Co-Evolving Policy Distillation (CoPD): A Unified Summary

Summary (Overview)

Core Problem: Existing paradigms for consolidating multiple expert capabilities into a single model—mixed-data RLVR and the static RLVR-then-OPD pipeline—suffer from significant capability loss due to gradient conflicts and large behavioral gaps between teacher and student models.
Key Insight: Effective On-Policy Distillation (OPD) requires the teacher and student to maintain behavioral similarity (measured by top-k token overlap). The standard pipeline fails because experts, trained to convergence in isolation, drift too far from the student, making their supervision hard to absorb.
Proposed Method: Co-Evolving Policy Distillation (CoPD) introduces parallel training branches that co-evolve through alternating phases of branch-specific RLVR (to explore new knowledge) and cross-branch mutual OPD (to transfer knowledge while keeping behavioral patterns close).
Main Results: CoPD consistently outperforms strong baselines (mixed RLVR, OPD, MOPD) in unifying text, image, and video reasoning capabilities. It achieves an "all-in-one" model that surpasses domain-specific experts, turning cross-domain trade-offs into mutual gains.
Broader Implication: The parallel co-evolution training pattern suggests a novel model parallel training scaling paradigm for broadening model capabilities.

Introduction and Theoretical Foundation

Reinforcement Learning with Verifiable Rewards (RLVR) has become the standard post-training paradigm for enhancing capabilities like text, image, and video reasoning in large models. However, training a single model on mixed-capability data often leads to capability divergence, where gains in one area come at the expense of another due to conflicting optimization directions.

The prevailing solution is a two-stage static OPD pipeline: 1) Train separate domain-specific experts via RLVR, and 2) Consolidate them into a unified policy via On-Policy Distillation (OPD). While this avoids gradient conflict, the authors identify a critical flaw: by the time distillation begins, the teacher (expert) has drifted too far in behavior from the student (base model), making its supervision difficult to absorb.
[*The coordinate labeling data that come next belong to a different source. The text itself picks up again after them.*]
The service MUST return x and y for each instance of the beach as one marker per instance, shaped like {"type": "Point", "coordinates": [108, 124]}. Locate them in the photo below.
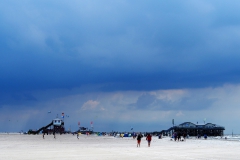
{"type": "Point", "coordinates": [16, 146]}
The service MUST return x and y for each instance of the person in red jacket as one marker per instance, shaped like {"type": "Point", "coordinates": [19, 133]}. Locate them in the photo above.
{"type": "Point", "coordinates": [149, 138]}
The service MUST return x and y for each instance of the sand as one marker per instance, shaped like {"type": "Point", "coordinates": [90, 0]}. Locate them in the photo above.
{"type": "Point", "coordinates": [16, 146]}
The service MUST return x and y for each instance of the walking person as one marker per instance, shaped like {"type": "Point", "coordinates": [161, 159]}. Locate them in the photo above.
{"type": "Point", "coordinates": [149, 138]}
{"type": "Point", "coordinates": [139, 137]}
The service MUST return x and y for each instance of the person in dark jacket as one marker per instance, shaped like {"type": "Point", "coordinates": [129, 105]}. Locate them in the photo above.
{"type": "Point", "coordinates": [139, 137]}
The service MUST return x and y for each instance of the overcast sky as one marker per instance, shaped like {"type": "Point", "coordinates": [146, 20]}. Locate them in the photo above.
{"type": "Point", "coordinates": [120, 64]}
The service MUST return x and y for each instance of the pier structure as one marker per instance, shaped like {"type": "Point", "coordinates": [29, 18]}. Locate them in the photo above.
{"type": "Point", "coordinates": [193, 129]}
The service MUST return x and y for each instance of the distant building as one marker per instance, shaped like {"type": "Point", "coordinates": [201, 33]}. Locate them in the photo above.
{"type": "Point", "coordinates": [193, 129]}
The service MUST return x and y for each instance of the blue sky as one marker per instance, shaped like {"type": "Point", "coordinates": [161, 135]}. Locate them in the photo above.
{"type": "Point", "coordinates": [120, 64]}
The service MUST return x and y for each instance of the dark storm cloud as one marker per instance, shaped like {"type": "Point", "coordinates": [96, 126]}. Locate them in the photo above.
{"type": "Point", "coordinates": [121, 45]}
{"type": "Point", "coordinates": [190, 103]}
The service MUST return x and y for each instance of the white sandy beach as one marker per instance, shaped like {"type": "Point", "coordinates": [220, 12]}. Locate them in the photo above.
{"type": "Point", "coordinates": [16, 146]}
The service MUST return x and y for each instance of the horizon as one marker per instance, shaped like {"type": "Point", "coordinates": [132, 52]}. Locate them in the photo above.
{"type": "Point", "coordinates": [120, 64]}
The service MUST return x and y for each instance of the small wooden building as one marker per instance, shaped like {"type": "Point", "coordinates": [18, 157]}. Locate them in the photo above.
{"type": "Point", "coordinates": [192, 129]}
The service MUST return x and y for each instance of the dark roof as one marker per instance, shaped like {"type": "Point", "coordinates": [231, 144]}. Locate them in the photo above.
{"type": "Point", "coordinates": [193, 125]}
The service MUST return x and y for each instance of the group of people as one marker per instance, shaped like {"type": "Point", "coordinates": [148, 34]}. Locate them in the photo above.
{"type": "Point", "coordinates": [148, 138]}
{"type": "Point", "coordinates": [177, 136]}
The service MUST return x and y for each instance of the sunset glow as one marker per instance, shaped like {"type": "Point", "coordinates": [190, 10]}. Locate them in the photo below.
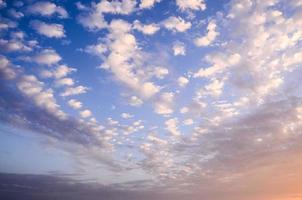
{"type": "Point", "coordinates": [151, 100]}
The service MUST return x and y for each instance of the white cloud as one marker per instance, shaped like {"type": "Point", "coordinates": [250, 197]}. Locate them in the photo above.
{"type": "Point", "coordinates": [85, 113]}
{"type": "Point", "coordinates": [172, 126]}
{"type": "Point", "coordinates": [179, 49]}
{"type": "Point", "coordinates": [176, 24]}
{"type": "Point", "coordinates": [209, 37]}
{"type": "Point", "coordinates": [47, 57]}
{"type": "Point", "coordinates": [126, 115]}
{"type": "Point", "coordinates": [219, 64]}
{"type": "Point", "coordinates": [93, 18]}
{"type": "Point", "coordinates": [64, 82]}
{"type": "Point", "coordinates": [13, 45]}
{"type": "Point", "coordinates": [184, 110]}
{"type": "Point", "coordinates": [60, 72]}
{"type": "Point", "coordinates": [30, 86]}
{"type": "Point", "coordinates": [188, 122]}
{"type": "Point", "coordinates": [214, 88]}
{"type": "Point", "coordinates": [116, 7]}
{"type": "Point", "coordinates": [70, 91]}
{"type": "Point", "coordinates": [48, 30]}
{"type": "Point", "coordinates": [147, 4]}
{"type": "Point", "coordinates": [135, 101]}
{"type": "Point", "coordinates": [147, 29]}
{"type": "Point", "coordinates": [45, 8]}
{"type": "Point", "coordinates": [15, 14]}
{"type": "Point", "coordinates": [164, 104]}
{"type": "Point", "coordinates": [6, 70]}
{"type": "Point", "coordinates": [75, 104]}
{"type": "Point", "coordinates": [160, 72]}
{"type": "Point", "coordinates": [124, 60]}
{"type": "Point", "coordinates": [191, 4]}
{"type": "Point", "coordinates": [182, 81]}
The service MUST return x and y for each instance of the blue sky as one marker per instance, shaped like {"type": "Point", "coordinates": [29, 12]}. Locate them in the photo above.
{"type": "Point", "coordinates": [184, 95]}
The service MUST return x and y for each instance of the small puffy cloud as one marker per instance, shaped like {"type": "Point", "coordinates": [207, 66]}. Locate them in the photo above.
{"type": "Point", "coordinates": [188, 122]}
{"type": "Point", "coordinates": [135, 101]}
{"type": "Point", "coordinates": [160, 72]}
{"type": "Point", "coordinates": [147, 29]}
{"type": "Point", "coordinates": [209, 37]}
{"type": "Point", "coordinates": [147, 4]}
{"type": "Point", "coordinates": [13, 45]}
{"type": "Point", "coordinates": [30, 86]}
{"type": "Point", "coordinates": [15, 14]}
{"type": "Point", "coordinates": [64, 82]}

This is formalized through a unified utility analysis. Let $X(D_1, D_2)$ be the total optimization signal from two capability datasets.

Mixed-data RLVR suffers from a capability divergence cost $\Phi$ : $U_{\text{mix}} \approx X(D_1, D_2) - \Phi(D_1, D_2)$
The static OPD pipeline avoids $\Phi$ but operates with low absorption efficiency $\eta(O_{\text{low}})$ due to low teacher-student behavioral overlap $O_{\text{low}}$ : $U_{\text{static}} \approx \eta(O_{\text{low}}) \cdot X(D_1, D_2), \quad \eta(O_{\text{low}}) \text{ is small}$
CoPD aims to achieve high absorption by maintaining moderate overlap $O_{\text{mod}}$ : $U_{\text{CoPD}} \approx \eta(O_{\text{mod}}) \cdot X(D_1, D_2), \quad \eta(O_{\text{mod}}) \gg \eta(O_{\text{low}})$

The Behavioral Consistency Hypothesis posits that OPD is more effective when teacher and student exhibit similar behavioral patterns. This is measured by the top- $k$ token overlap $O_k$ along on-policy trajectories:

O_k(\pi_\theta, \pi_T) = \mathbb{E}_{x, y_{<t} \sim \mu_\theta} \left[ \frac{|\text{Top}_k(\pi_\theta(\cdot|x, y_{<t})) \cap \text{Top}_k(\pi_T(\cdot|x, y_{<t}))|}{k} \right]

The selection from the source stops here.